Lombardi Angela, Monaco Alfonso, Donvito Giacinto, Amoroso Nicola, Bellotti Roberto, Tangaro Sabina
Istituto Nazionale di Fisica Nucleare, Bari, Italy.
Dipartimento Interateneo di Fisica, Università degli Studi di Bari Aldo Moro, Bari, Italy.
Front Psychiatry. 2021 Jan 20;11:619629. doi: 10.3389/fpsyt.2020.619629. eCollection 2020.
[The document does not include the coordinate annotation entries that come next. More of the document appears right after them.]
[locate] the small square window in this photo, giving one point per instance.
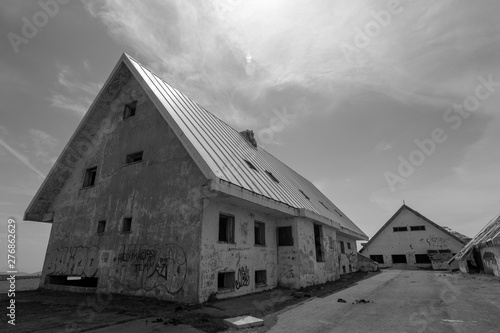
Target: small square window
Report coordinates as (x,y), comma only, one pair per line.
(129,110)
(101,227)
(378,258)
(226,228)
(399,259)
(225,281)
(134,158)
(90,176)
(260,278)
(417,227)
(285,236)
(127,224)
(260,233)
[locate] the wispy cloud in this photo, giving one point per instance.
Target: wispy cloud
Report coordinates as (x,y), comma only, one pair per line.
(20,157)
(72,93)
(44,145)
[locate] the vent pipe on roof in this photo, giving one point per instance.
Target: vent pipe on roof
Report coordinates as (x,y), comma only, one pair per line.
(249,136)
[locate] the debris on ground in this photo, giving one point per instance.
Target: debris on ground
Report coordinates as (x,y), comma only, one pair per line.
(362,301)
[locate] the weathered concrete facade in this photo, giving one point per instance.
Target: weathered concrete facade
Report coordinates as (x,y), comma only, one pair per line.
(410,240)
(482,253)
(139,204)
(160,254)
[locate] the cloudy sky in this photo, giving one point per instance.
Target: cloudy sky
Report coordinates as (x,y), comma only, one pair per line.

Morphological changes in the brain over the lifespan have been successfully described by using structural magnetic resonance imaging (MRI) in conjunction with machine learning (ML) algorithms. International challenges and scientific initiatives to share open access imaging datasets also contributed significantly to the advance in brain structure characterization and brain age prediction methods. In this work, we present the results of the predictive model based on deep neural networks (DNN) proposed during the Predictive Analytic Competition 2019 for brain age prediction of 2638 healthy individuals. We used FreeSurfer software to extract some morphological descriptors from the raw MRI scans of the subjects collected from 17 sites. We compared the proposed DNN architecture with other ML algorithms commonly used in the literature (RF, SVR, Lasso). Our results highlight that the DNN models achieved the best performance with = 4.6 on the hold-out test, outperforming the other ML strategies. We also propose a complete ML framework to perform a robust statistical evaluation of feature importance for the clinical interpretability of the results.
通过结合使用结构磁共振成像(MRI)和机器学习(ML)算法,已成功描述了大脑在整个生命周期中的形态变化。共享开放获取成像数据集的国际挑战和科学倡议也对大脑结构表征和脑龄预测方法的进展做出了重大贡献。在这项工作中,我们展示了基于深度神经网络(DNN)的预测模型的结果,该模型是在2019年预测分析竞赛中提出的,用于对2638名健康个体进行脑龄预测。我们使用FreeSurfer软件从17个站点收集的受试者的原始MRI扫描中提取了一些形态学描述符。我们将提出的DNN架构与文献中常用的其他ML算法(随机森林、支持向量回归、套索)进行了比较。我们的结果表明,DNN模型在留出测试中以4.6的成绩取得了最佳性能,优于其他ML策略。我们还提出了一个完整的ML框架,以对结果的临床可解释性进行特征重要性的稳健统计评估。